Opere » Luce e rimorso del grigio dolore
da Il Giornale d'Italia, 6 Novembre 1997
1
Abbattere quest'albero bisogna
disse una voce, esatta come un assioma.
E l'albero abbattuto fu.
Ora avvertire si può, la sera
un grido nell'aria.
Le sue foglie formavano un vivo coro
che la terra lacerava colle sue radici,
quasi fossero donne a lutto
capaci di lanciare verso Dio
le loro voci viventi. Voci di lamento,
lamento per l'albero andato.
2
E' stata lanciata la pietra
che era al suo posto, immobile.
E' stata lanciata contro un uomo
venuto da lontano, con uno strano viso.
Quest'uomo è morto, la fronte bucata.
La pietra è ricaduta a terra e lì
resterà per sempre, senza rimorsi,
come prima. Ma essa sentirà,
al suo centro, un diverso dolore.
In vece di un grigio silenzio.
3
Perché meglio canti, hanno cavato gli occhi
dell'uccello verso di loro arrivato,
dai fini colori, fin sulla gola.
Ora come un angelo canta,
il piccolo prigioniero dagli occhi cavati.
Niente e nessuno qui ascoltano.
E solo resta, col suo canto e il suo dolore.
4
Per rendere meno pericolosa la rosa rossa
ucciso hanno l'ape, nel mezzo della corolla.
L'hanno semplicemente finita con una
aguzza spina, dal gambo staccata.
Il dolce mormorio mai più ascolterà l'orecchio,
che, con amore profondo,
l'ape dedicava alla rosa.
5
Una verde foglia hanno staccato dal ramo.
Quand'era innanzi alla vasta luce
a una manina di bimbo somigliava.
Una goccia di latte pendeva
alla soglia della sua estremità.
Unica bianca lacrima d'una foglia
morta tra le nostre mani.
6
Altrove ha la sua ombra
la nostra solitudine. Oh, e lancia,
con tutto quello che v'è lassù
una eco magica
all'attente orecchie. Per gli altri
e per noi sono i battiti del cuore.
Ad una porta chiusa spesso bussano.
La porta che per sempre si tiene
i nostri spenti pensieri.
7
Di rugiada ha bisogno l'uomo quand'è solo.
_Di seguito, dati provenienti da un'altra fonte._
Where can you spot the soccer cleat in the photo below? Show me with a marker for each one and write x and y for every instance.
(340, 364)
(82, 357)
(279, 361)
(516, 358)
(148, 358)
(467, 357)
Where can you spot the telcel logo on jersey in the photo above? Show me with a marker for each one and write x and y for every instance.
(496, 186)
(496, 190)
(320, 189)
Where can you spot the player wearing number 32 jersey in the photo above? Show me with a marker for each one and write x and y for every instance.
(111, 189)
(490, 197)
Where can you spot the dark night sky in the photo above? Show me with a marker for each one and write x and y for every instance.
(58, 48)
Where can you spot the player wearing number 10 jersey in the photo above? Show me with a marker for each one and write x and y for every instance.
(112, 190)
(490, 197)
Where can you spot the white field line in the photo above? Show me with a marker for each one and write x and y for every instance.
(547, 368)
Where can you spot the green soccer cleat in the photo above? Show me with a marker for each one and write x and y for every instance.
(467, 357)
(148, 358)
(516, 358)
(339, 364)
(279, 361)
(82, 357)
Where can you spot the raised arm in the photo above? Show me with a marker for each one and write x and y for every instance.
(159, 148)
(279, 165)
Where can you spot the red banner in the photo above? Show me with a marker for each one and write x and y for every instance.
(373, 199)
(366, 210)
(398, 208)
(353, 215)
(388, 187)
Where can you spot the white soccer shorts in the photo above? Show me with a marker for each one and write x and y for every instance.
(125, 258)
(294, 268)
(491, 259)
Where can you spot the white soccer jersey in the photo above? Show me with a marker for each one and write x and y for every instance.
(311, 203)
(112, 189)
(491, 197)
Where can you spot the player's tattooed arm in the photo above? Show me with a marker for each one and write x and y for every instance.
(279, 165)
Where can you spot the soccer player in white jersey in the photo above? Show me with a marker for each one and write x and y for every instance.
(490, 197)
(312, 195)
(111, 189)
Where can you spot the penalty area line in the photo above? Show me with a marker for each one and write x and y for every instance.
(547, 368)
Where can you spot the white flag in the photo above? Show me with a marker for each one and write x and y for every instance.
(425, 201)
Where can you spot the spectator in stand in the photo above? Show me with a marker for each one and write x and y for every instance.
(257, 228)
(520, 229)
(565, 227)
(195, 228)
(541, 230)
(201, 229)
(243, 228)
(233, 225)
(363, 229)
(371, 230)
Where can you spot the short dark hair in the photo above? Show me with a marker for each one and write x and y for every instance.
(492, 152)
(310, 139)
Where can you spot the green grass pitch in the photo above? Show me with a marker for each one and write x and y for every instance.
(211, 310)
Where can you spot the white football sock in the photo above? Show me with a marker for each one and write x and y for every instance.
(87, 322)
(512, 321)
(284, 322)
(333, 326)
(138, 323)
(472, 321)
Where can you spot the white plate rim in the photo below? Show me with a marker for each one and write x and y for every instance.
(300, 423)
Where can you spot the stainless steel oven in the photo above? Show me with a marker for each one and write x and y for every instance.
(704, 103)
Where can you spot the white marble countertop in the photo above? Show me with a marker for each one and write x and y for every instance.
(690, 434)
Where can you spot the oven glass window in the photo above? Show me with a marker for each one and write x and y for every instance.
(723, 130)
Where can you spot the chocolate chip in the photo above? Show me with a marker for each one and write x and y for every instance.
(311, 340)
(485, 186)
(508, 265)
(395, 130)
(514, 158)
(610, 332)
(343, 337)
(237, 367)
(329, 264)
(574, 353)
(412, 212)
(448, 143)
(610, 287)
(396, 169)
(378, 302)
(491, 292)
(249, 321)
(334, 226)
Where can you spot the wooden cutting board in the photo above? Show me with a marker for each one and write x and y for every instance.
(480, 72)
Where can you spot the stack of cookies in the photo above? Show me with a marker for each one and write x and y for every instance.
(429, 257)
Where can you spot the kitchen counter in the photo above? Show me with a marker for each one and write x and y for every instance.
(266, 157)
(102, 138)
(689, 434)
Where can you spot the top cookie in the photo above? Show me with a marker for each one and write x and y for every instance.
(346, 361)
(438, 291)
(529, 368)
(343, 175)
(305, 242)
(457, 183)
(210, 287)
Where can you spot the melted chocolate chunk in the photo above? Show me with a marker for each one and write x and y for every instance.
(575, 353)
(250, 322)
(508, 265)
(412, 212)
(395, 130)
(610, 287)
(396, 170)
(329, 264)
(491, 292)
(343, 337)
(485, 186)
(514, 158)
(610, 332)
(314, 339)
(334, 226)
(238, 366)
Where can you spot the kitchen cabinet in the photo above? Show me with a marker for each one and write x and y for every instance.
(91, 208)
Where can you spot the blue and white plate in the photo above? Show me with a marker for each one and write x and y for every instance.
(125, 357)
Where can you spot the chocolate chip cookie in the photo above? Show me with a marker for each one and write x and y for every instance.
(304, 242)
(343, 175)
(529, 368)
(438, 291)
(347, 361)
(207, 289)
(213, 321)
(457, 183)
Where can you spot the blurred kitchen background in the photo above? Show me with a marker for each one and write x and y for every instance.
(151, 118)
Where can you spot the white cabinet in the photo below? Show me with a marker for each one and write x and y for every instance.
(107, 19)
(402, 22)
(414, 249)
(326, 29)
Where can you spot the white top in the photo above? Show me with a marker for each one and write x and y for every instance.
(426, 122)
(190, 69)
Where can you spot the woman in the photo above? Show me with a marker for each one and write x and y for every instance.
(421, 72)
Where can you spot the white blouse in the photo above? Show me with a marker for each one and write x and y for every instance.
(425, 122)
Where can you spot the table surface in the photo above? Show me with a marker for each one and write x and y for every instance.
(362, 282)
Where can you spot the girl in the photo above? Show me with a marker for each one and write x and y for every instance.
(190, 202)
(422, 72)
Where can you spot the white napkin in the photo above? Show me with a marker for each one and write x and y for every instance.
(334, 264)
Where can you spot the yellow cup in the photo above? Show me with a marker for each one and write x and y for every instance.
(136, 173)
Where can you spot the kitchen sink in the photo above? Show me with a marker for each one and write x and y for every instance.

Quasi fosse un filo di erba secca.
Avere per un attimo una goccia d'acqua
è sufficiente affinchè l'amore si desti,
lasciando a noi tutti, la coltre bianca
intorno alla terra.
8
Giunto era il cigno fino al bordo del lago.
Ancora non cantava: là era, immobile,
quasi fosse un candido fiocco di neve.
Muto lo fissava il negro. Forse trovava curioso
il bianco colore del cigno e la sua testa nera.
Allora l'animale lo fissò diritto negli occhi.
Per lui felice cantò, senza attendere la morte.
9
Lasciatosi il ramo prendere dal sonno,
la cicala taceva.
Egli s'era dato fino alla fine del giorno
ed era già il crepuscolo.
Restare in piedi desiderava semplicemente,
dormendo senza udire nell'aria gioiosa
il grigio e monotono canto della cicala.
Dalla luce e pigrizia catturata.
10
Sanguinava come una piccola nuvola sulla terra
l'agnello a cui hanno dato la morte.
Tolto dalla madre, dall'umano profilo
e con una dolcezza nello sguardo.
Ed ella l'ha invocato correndo, quasi fosse
qualcuno andato via senza dirsi addio.
Mentre il figlio perdeva il sangue,
ella comprese. Di dolore stramazzò al suolo,
lasciando lacrime d'accoramento nell'erba.
11
S'invola la farfalla, e l'aria fresca
appena appena la sostiene. Di qua e di là
la porterà il vento, fiore dai vivi colori
staccata dal suo gambo. Ma una mano
arida l'acchiapperà: le sue ali
morta bellezza diverranno: magnificenza
di un cristallo che non ha padroni.
12
Tramonta il sole in un lago di sangue.
Luce ci fu in cielo per tutti.
Ma ora sul mare v'è una rossa schiuma.
Domani verrà l'aurora. Lentamente in lui
sorgerà l'amore, in nuovo candore.
Per l'uomo, al crepuscolo,
altro è il destino: perderà il suo sangue
e non avrà più alba.
13
In una parola il mio segreto. Dolce e prigioniera,
dalle nuove sillabe cullata, sfuggita al mistero,
là risiede l'anima. Dove, dove trovare dunque
il mio dolore di uomo? E' da Dio che giunge
la parola. All'esiliato poeta Egli sussurra:
Io sono il tuo grido. Io sono il tuo addio.